🤖 AI Summary
Enhancing large language models’ (LLMs) reasoning capabilities typically relies on extensive proprietary data and computational resources; moreover, existing model merging methods require manual hyperparameter design, entail high exploration costs, and suffer from limited generalization. Method: This paper proposes the first automated model fusion framework, introducing two novel search spaces—Layer-wise Fusion Search (LFS) and Depth-level Integration Search (DIS)—and integrating multi-fidelity optimization, Bayesian-guided multi-objective evolutionary search, and a lightweight validation surrogate model to discover fine-grained, zero-retraining fusion strategies within <500 iterations. Contribution/Results: The automatically discovered fusion policies consistently outperform individual models and hand-crafted merging baselines across multiple benchmarks. They not only improve performance on downstream fine-tuned tasks but also, for the first time, construct a cross-task Pareto-optimal frontier, demonstrating superior generalization and efficiency.
📝 Abstract
Reasoning capabilities represent a critical frontier for large language models (LLMs), but developing them requires extensive proprietary datasets and computational resources. One way to efficiently supplement capabilities with is by model merging, which offers a promising alternative by combining multiple models without retraining. However, current merging approaches rely on manually-designed strategies for merging hyperparameters, limiting the exploration of potential model combinations and requiring significant human effort. We propose an Automated Model Merging Framework that enables fine-grained exploration of merging strategies while reducing costs through multi-fidelity approximations.

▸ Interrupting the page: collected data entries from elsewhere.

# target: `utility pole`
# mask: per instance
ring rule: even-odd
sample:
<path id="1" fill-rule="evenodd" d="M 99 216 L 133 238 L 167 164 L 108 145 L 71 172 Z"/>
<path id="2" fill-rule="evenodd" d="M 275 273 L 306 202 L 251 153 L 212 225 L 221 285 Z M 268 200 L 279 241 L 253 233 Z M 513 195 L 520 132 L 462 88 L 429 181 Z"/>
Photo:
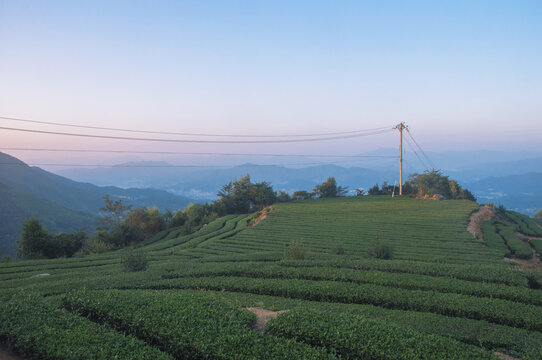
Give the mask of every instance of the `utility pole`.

We support both single and multi-objective optimization and introduce two novel search spaces: layerwise fusion (LFS) and depth-wise integration (DIS). Evaluating across a number of benchmarks, we find that the search autonomously finds 1) Merges that further boost single-objective performance, even on tasks the model has already been finetuned on, and 2) Merges that optimize multi-objective frontiers across tasks. Effective merges are found with limited compute, e.g. within less than 500 search steps.